IMPLEMENTING A NEW DATA ARCHITECTURE

Once the blueprint of the new architecture was prepared, we started working on the new solution. First, we introduced changes in the stored procedures and views. Our specialists set up a new architecture based on GCP services. We successfully moved all data operations from the system’s in-memory to the cloud infrastructure. Our .NET developers also started rewriting code behind changes and new implementations.

SYSTEM TESTING

After implementing the new architecture, we ran several types of testing to confirm that the system worked well. In particular, we ran integration testing to ensure that all parts of the solution ran properly together. We also ran performance testing, which revealed significant improvements in system performance and speed. After running the tests, we made several adjustments. In particular, we optimized the integration of Google Sheets used as a part of the system’s reporting layer.

INNOVATIVE DATA ARCHITECTURE

The Leobit team decided to rework the architecture to leverage GCP infrastructure benefits and computation resources. The designed approach is not related to machine specs and the amount of memory. Moreover, it scales within GCP infrastructure if needed and can be split between several nodes.

The new architecture synchronizes data from Azure SQL tables with corresponding tables in BigQuery. We can also select specific tables with new data for updates or just update all the tables within the infrastructure. BigQuery View effectively holds all the needed logic and uses related tables to gather data, which will later be imported to any Google Sheet for further analysis.

SIGNIFICANT BOOST IN SYSTEM PERFORMANCE

The redesign of the customer's data architecture significantly boosted its performance. Before and after implementation, we measured simple performance tests for full data processing, making full data rebuild from scratch.

The table below illustrates the performance improvements that we managed to achieve. Even with the growing data loads, BigQuery uses parallel job execution to speed up the processing of growing data.

FEATURES FOR SCALABILITY AND DYNAMIC DATA UPDATES

Due to the fact that the system runs in the cloud and is built with scalability in mind, there are great opportunities for the customer to scale the infrastructure up continuously. We also ensured a very dynamic approach to data updates. A full data rebuild is an infrequent operation, and usually, our client can just append or update some data to existing datasets/tables.

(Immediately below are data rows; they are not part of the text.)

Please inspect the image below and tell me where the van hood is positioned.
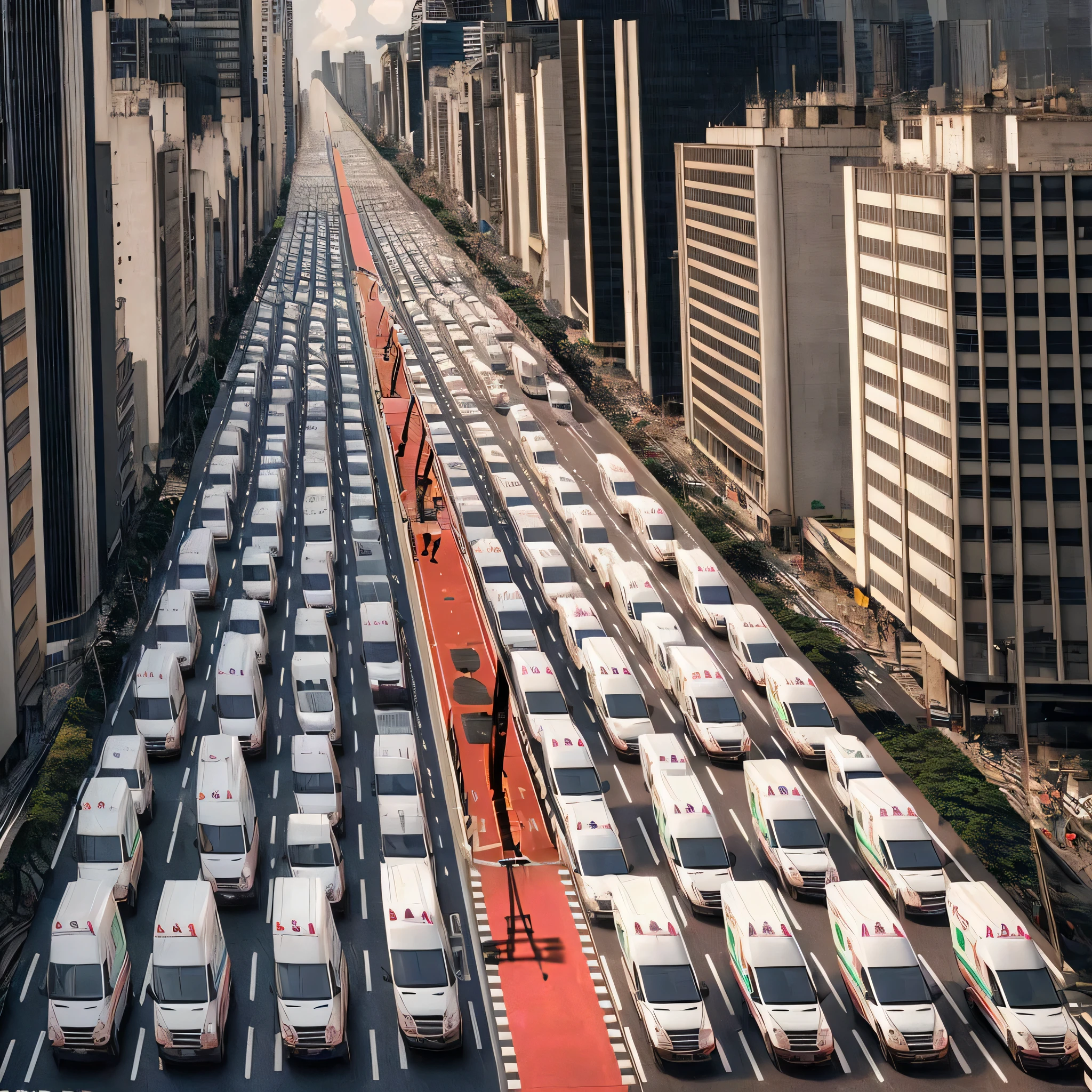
[292,865,342,899]
[201,853,247,880]
[884,1005,936,1034]
[49,1000,106,1031]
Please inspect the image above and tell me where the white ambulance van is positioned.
[557,595,607,670]
[595,454,637,516]
[213,632,269,756]
[849,777,948,916]
[766,656,838,762]
[826,732,884,816]
[668,644,750,762]
[721,880,834,1066]
[243,546,277,611]
[611,876,716,1062]
[379,861,463,1050]
[155,588,201,675]
[641,611,686,690]
[611,561,664,641]
[557,797,629,920]
[639,732,736,914]
[130,649,188,758]
[196,736,259,905]
[581,637,655,757]
[75,777,144,913]
[626,496,676,565]
[46,879,133,1062]
[511,652,572,742]
[675,549,732,633]
[284,813,348,916]
[178,526,220,607]
[292,735,345,833]
[95,736,155,820]
[149,880,231,1062]
[272,876,349,1061]
[946,880,1080,1071]
[744,758,838,899]
[826,880,948,1066]
[724,603,785,686]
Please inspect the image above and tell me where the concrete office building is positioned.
[845,108,1092,716]
[0,190,48,765]
[675,104,880,534]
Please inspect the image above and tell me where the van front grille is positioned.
[296,1024,326,1046]
[170,1027,201,1047]
[1035,1035,1066,1056]
[785,1031,819,1050]
[61,1027,94,1049]
[902,1031,933,1054]
[667,1027,701,1054]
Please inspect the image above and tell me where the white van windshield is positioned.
[198,822,247,853]
[676,838,728,868]
[276,963,333,1001]
[604,693,649,721]
[136,698,175,721]
[754,966,816,1005]
[391,948,450,989]
[866,963,933,1005]
[48,963,103,1001]
[152,964,208,1005]
[789,701,834,728]
[78,834,126,865]
[885,838,942,872]
[997,966,1063,1009]
[638,963,701,1005]
[216,693,255,721]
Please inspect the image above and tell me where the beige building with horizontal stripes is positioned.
[675,109,879,541]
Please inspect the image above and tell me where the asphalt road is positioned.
[0,149,498,1092]
[339,124,1092,1089]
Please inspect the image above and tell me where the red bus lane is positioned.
[334,150,635,1090]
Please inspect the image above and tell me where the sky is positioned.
[293,0,413,79]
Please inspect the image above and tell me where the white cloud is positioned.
[311,0,369,51]
[368,0,405,26]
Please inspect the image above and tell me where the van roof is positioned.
[512,652,561,690]
[76,777,133,834]
[724,603,770,630]
[580,637,640,689]
[595,452,633,478]
[543,725,595,770]
[50,880,114,937]
[284,812,333,845]
[360,599,394,636]
[380,861,441,948]
[293,607,326,633]
[675,549,728,588]
[273,876,328,963]
[216,630,258,687]
[178,527,212,561]
[133,649,178,686]
[153,880,215,966]
[99,736,147,770]
[198,735,250,801]
[611,561,660,601]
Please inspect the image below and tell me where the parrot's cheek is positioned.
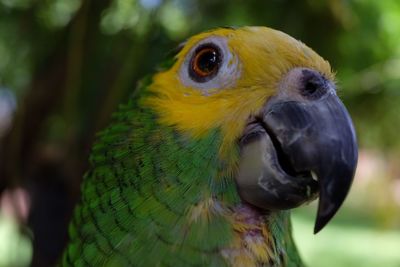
[236,120,318,210]
[236,68,357,232]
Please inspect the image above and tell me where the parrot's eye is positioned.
[189,44,222,82]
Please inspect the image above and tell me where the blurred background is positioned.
[0,0,400,267]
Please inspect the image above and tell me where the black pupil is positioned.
[197,49,218,73]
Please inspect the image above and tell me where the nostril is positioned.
[300,69,329,99]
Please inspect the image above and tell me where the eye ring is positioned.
[189,43,222,83]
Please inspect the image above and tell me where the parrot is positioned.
[61,26,358,267]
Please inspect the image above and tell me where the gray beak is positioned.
[236,69,358,233]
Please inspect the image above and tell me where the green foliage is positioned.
[0,0,400,150]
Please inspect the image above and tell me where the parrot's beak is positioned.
[236,68,358,233]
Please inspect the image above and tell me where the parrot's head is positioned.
[150,27,357,232]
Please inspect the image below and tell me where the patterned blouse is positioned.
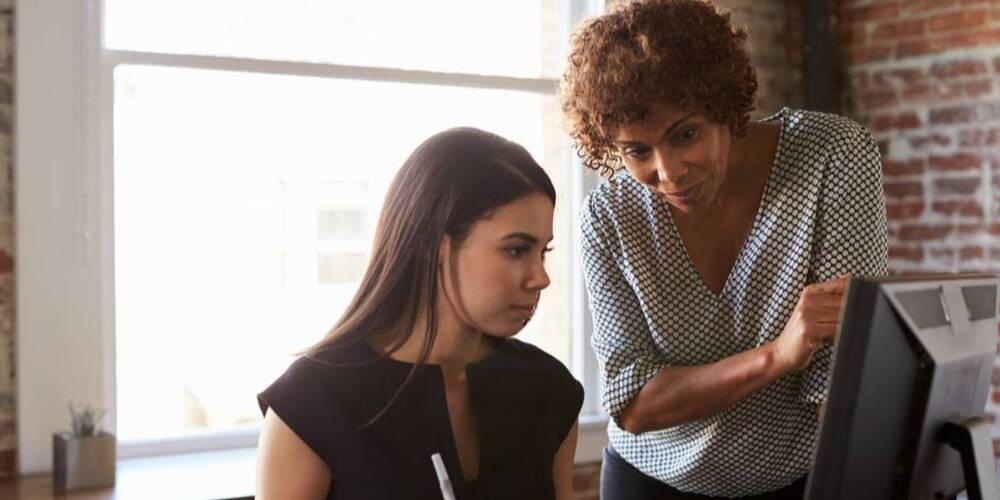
[581,108,887,496]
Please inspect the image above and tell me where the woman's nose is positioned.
[525,261,552,291]
[655,153,689,186]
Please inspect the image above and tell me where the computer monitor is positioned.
[805,274,1000,500]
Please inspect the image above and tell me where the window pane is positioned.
[114,66,573,441]
[105,0,567,78]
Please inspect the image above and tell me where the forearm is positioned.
[619,343,788,433]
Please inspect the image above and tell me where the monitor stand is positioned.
[942,417,1000,500]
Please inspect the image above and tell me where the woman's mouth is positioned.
[510,304,535,319]
[663,181,705,205]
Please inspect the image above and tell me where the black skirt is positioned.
[601,446,806,500]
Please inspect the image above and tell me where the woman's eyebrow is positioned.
[614,112,695,148]
[500,233,538,245]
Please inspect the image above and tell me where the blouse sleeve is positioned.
[257,357,342,466]
[580,191,666,423]
[801,125,888,404]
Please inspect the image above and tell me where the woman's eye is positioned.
[622,147,649,159]
[673,127,698,144]
[542,247,553,261]
[506,247,528,257]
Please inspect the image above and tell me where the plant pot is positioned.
[52,432,115,491]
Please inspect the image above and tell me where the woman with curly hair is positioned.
[560,0,887,500]
[256,128,583,500]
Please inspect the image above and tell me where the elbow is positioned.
[617,404,650,434]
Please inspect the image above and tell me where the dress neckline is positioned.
[660,107,788,301]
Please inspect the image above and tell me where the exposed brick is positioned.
[885,201,924,222]
[927,9,988,33]
[885,182,924,198]
[871,111,921,131]
[930,60,986,79]
[847,45,892,64]
[896,39,945,59]
[844,2,899,24]
[907,134,951,149]
[928,248,955,260]
[958,127,1000,146]
[862,90,899,109]
[871,68,927,86]
[931,201,983,217]
[958,224,989,238]
[963,80,993,97]
[851,70,868,89]
[929,101,1000,125]
[906,0,958,13]
[928,153,983,171]
[902,83,931,103]
[895,28,1000,59]
[896,224,955,241]
[958,246,986,260]
[958,128,986,148]
[882,158,927,177]
[934,177,982,194]
[872,19,927,41]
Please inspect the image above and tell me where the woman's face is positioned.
[614,103,732,215]
[439,193,553,337]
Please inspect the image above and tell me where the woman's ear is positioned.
[438,234,452,271]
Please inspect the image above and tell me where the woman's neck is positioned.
[373,311,495,368]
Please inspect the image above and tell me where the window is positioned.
[15,0,603,471]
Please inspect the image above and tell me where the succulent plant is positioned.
[69,402,108,437]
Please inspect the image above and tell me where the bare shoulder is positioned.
[256,409,331,500]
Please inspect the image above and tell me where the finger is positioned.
[809,322,839,344]
[812,277,850,295]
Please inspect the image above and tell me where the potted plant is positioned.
[52,403,115,491]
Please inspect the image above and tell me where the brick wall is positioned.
[836,0,1000,464]
[0,0,17,476]
[573,0,803,500]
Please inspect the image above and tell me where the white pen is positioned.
[431,453,455,500]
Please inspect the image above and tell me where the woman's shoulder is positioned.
[763,108,873,150]
[499,339,583,398]
[580,169,654,236]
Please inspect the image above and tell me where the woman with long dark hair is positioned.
[257,128,583,499]
[560,0,888,500]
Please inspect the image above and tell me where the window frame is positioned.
[13,0,607,473]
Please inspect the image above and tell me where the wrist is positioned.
[762,340,793,379]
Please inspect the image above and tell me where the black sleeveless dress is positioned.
[257,339,583,500]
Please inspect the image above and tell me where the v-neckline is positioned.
[662,108,787,301]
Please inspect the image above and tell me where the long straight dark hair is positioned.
[303,128,556,426]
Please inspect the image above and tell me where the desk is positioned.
[0,448,255,500]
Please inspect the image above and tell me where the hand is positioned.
[774,274,851,373]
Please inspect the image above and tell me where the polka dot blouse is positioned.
[581,108,887,497]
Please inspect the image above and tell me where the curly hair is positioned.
[559,0,757,175]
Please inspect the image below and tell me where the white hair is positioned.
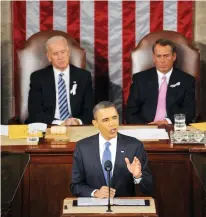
[45,35,69,51]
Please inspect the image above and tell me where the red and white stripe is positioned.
[12,0,194,121]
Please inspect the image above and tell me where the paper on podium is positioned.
[77,197,146,206]
[119,128,169,141]
[190,122,206,131]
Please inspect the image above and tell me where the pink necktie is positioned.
[154,76,167,122]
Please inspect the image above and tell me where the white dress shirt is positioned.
[53,65,72,120]
[52,65,82,125]
[157,68,173,124]
[99,133,117,176]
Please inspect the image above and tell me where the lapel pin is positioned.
[70,81,77,95]
[170,82,180,88]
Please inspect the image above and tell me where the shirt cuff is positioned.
[91,189,97,197]
[52,120,64,125]
[76,118,83,125]
[165,118,172,124]
[133,177,142,185]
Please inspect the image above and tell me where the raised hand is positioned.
[125,157,142,179]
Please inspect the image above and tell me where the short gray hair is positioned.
[93,101,117,119]
[45,35,69,51]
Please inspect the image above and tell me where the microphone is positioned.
[104,160,112,212]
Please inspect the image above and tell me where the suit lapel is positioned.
[148,68,159,119]
[91,134,107,186]
[111,133,126,187]
[69,65,78,114]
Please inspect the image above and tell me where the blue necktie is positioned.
[102,142,112,185]
[58,73,71,120]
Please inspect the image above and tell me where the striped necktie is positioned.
[58,73,71,120]
[102,142,112,185]
[154,76,167,121]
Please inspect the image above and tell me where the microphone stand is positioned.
[107,170,112,212]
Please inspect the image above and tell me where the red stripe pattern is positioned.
[12,1,26,115]
[67,1,80,42]
[94,1,109,102]
[177,0,194,40]
[122,1,136,110]
[150,0,163,32]
[40,1,53,31]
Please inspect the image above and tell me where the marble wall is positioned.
[1,0,206,124]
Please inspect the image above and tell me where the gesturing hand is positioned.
[94,186,116,198]
[125,157,142,179]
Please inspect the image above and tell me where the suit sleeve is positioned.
[70,143,95,197]
[170,77,196,124]
[126,73,145,124]
[78,73,94,124]
[25,73,53,124]
[136,143,153,195]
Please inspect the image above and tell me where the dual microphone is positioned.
[104,160,112,212]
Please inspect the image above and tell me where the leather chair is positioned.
[10,30,86,123]
[131,30,200,120]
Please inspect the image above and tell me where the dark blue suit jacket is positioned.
[126,68,196,124]
[25,65,94,124]
[70,133,153,197]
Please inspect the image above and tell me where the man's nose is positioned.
[58,53,63,60]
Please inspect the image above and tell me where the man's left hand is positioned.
[125,157,142,179]
[148,120,169,126]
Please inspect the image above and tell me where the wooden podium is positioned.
[61,197,158,217]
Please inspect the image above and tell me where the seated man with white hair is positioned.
[25,36,94,125]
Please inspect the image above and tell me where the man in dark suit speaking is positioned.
[26,36,94,125]
[126,39,195,125]
[70,101,153,198]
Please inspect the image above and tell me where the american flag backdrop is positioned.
[12,0,194,122]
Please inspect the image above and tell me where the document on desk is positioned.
[77,197,146,206]
[119,128,169,141]
[77,197,108,206]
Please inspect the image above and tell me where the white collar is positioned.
[157,67,173,81]
[53,65,70,76]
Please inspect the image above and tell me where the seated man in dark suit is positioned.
[70,101,153,198]
[26,36,94,125]
[126,39,195,125]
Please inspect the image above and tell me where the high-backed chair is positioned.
[15,30,86,122]
[131,31,200,119]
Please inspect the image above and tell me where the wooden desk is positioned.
[2,125,206,217]
[62,197,158,217]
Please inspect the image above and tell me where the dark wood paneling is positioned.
[2,141,205,217]
[29,163,72,217]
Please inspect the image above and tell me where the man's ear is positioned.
[46,52,51,62]
[173,53,177,61]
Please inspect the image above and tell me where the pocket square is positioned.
[170,82,180,87]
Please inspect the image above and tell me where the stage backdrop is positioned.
[12,0,194,121]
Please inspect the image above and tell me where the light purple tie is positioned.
[154,76,167,122]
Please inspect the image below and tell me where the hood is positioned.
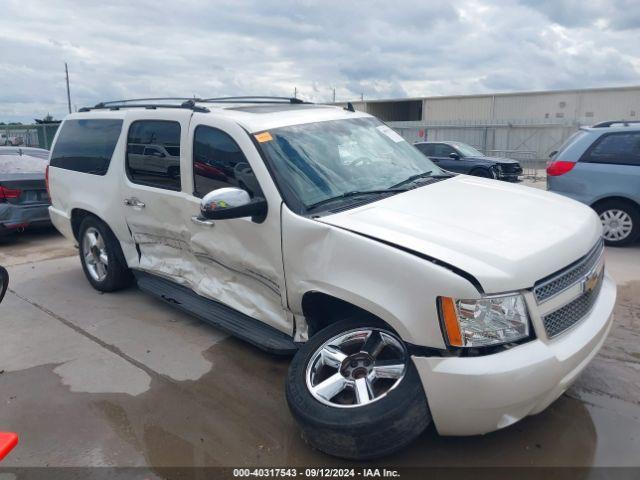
[465,157,520,164]
[319,175,601,293]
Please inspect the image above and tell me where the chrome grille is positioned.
[533,240,604,303]
[542,272,604,338]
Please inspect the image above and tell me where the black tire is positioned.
[593,200,640,247]
[286,319,431,460]
[78,215,133,292]
[470,168,496,178]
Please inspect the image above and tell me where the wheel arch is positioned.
[590,195,640,213]
[301,290,403,338]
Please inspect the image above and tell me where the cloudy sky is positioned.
[0,0,640,121]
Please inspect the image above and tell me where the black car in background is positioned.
[415,142,522,182]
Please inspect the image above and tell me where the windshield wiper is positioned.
[307,187,407,210]
[389,170,433,188]
[389,170,453,188]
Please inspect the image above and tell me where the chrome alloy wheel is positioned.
[82,227,109,282]
[306,328,408,408]
[600,209,633,242]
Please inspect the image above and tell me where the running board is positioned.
[134,270,298,355]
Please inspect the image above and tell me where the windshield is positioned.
[255,118,443,211]
[451,143,484,157]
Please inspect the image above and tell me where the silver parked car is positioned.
[0,147,51,236]
[547,121,640,246]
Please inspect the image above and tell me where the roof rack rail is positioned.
[197,96,312,104]
[78,97,209,112]
[592,120,640,128]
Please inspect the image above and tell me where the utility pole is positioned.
[64,62,71,113]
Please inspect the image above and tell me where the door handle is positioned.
[191,217,215,227]
[124,197,145,208]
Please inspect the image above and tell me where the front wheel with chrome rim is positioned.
[286,319,431,460]
[595,200,640,246]
[78,216,132,292]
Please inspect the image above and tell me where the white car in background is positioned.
[49,98,616,459]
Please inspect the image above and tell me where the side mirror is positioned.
[0,267,9,302]
[200,187,267,223]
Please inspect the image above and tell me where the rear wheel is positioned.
[79,216,133,292]
[594,200,640,246]
[286,319,431,460]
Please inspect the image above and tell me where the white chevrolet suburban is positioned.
[48,97,616,459]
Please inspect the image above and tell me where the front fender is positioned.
[282,207,479,348]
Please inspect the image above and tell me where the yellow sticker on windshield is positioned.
[254,132,273,143]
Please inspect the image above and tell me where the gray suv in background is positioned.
[547,121,640,246]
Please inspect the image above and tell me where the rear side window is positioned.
[51,119,122,175]
[127,120,181,191]
[434,143,455,157]
[581,132,640,166]
[193,125,262,198]
[416,143,435,156]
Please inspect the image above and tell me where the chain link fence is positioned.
[0,123,60,150]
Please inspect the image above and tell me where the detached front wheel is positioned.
[286,319,431,460]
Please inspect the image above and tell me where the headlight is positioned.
[439,293,529,347]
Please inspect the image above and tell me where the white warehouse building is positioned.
[341,86,640,167]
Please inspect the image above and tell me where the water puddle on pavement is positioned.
[0,282,640,470]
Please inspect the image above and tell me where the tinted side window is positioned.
[51,119,122,175]
[434,143,455,157]
[193,126,262,198]
[127,120,181,191]
[416,143,434,156]
[581,132,640,166]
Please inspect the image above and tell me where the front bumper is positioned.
[412,275,616,435]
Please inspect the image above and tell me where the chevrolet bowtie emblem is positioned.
[583,269,602,293]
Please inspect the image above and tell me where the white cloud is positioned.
[0,0,640,121]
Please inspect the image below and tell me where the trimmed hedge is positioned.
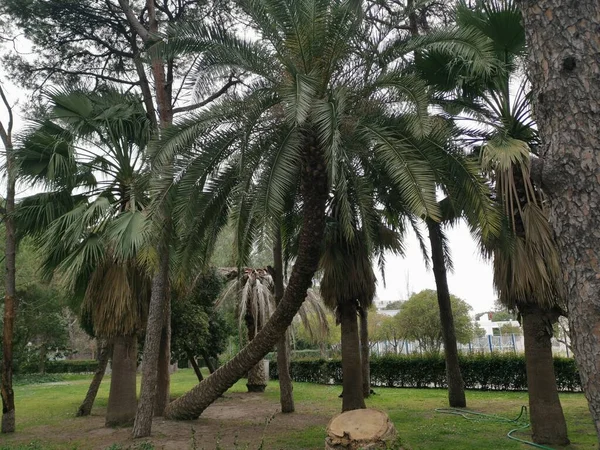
[269,354,581,392]
[18,359,98,374]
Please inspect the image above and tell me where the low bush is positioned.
[18,359,98,375]
[269,354,581,392]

These cases, compared to a full rebuild, take a few seconds depending on the amount of updates. Appends are very simple as they work natively using BigQuery database insert principles. Due to the efficient data processing, uploading, and performing almost all operations in memory, we had a huge bottleneck in performance that, in the future, will increase in geometric progression.

Technology Solutions

The GCP-based architecture leverages cloud computing resources combined with efficient data storage and transfer, giving us good performance results even for complete data rebuild if needed.
Workflows that efficiently synchronize data from Azure SQL tables with corresponding tables in BigQuery, ensuring great data consistency across the entire infrastructure.
System performance was boosted more than 8 times with modernized workflows and parallel job executions.

Value Delivered

A new and efficient data architecture allows our client to boost the performance of data collection and processing and achieve greater scalability.
Convenient updating mechanics that allow the customer to introduce gradual updates to particular data without triggering the complete system workflow.
Innovative solution ready for operations after three weeks of development and testing.